Transactions with odd syntax — words out of place if you will — popped up as potential fraud.

“We thought we had figured it out and went back to them,” said Eric Haller, head of Experian DataLabs. “They said, how did you do that? You identified fraud that we can’t identify ourselves. And it turns out we reduced their false positives by half.”

Making sense of the tsunami of data from connected devices and other sources is a fast-growing technology field. Predictive analytics — the mathematical formulas that find patterns and draws conclusions from the data — are being applied to applications ranging from smart cities to medicine to cybersecurity.

“We are going now from the monitoring era to really anticipating what is about to happen at that moment, or what will happen in the next hour or two hours so we can plan for it,” said Ilkay Altintas, the Ph.D. chief data science officer at the San Diego Supercomputer Center.

San Diego has a small cluster of data analytics firms — particularly in the subspecialty of searching for credit card fraud.

ID Analytics, FICO, Opera Solutions, Global Analytics and Experian DataLabs are among the area companies applying math to big databases to uncover useful information.

Many of these San Diego analytics firms have their roots in HNC Software, which was purchased by FICO in 2002 for $810 million. Several HNC executives and scientists left after the FICO acquisition to start their own firms.

“There is this network from HNC that is still pervasive,” said Haller, who formerly worked as chief marketing officer at HNC. “It is a very tight community. Almost everybody keeps in contact with each other.”

Experian, a 17,000 employee global business services firm, is best known as one of the big three consumer credit bureaus. Haller was managing products for its credit services group about six years ago when he pitched the idea of creating an internal research lab focused on analytics.

“We needed to invest in R & D,” said Haller. “It’s all about the people. I knew the people. I worked with them all down in San Diego.”

Experian gave Haller’s DataLabs experiment three years. Though it started with a small team, it got off to a hot start. A major credit card firm hired the lab to build an analytics-based cross-sell marketing platform.

At the three-year mark, Experian DataLabs was in the black, said Haller. The company opened additional labs in Brazil and London. Revenue is now in eight figures.

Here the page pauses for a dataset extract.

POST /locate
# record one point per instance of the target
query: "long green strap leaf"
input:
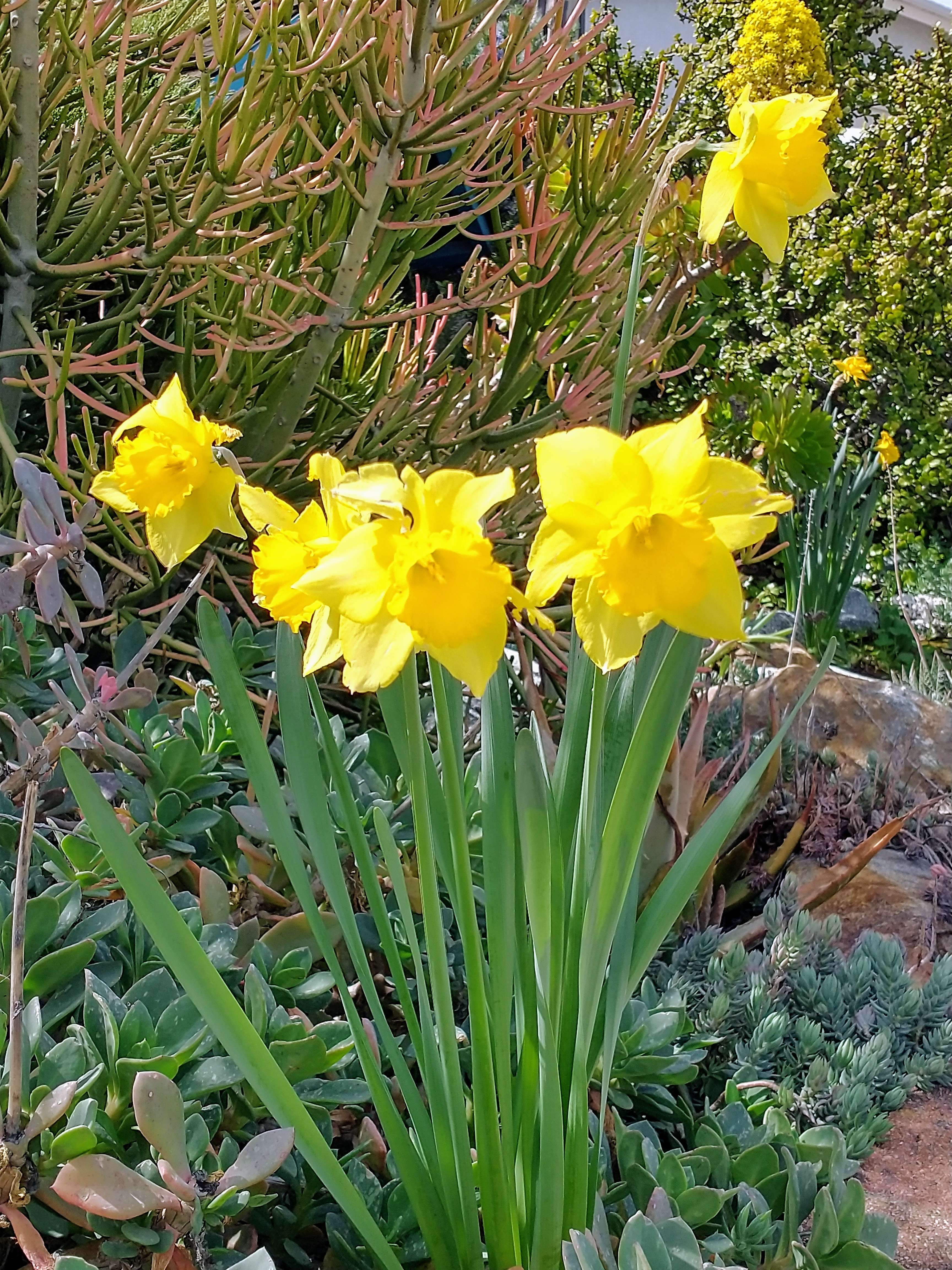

But that still is small for Experian, which generates $5 billion in annual revenue.

“The company said OK, can you turn the corner and make this a needle mover? said Haller. “We want to invest more. What will happen if we double it or quadruple it? That is what we are wrestling through right now.”

“The caliber and talent we have pulled in, we think we can go head to head with anybody,” said Haller.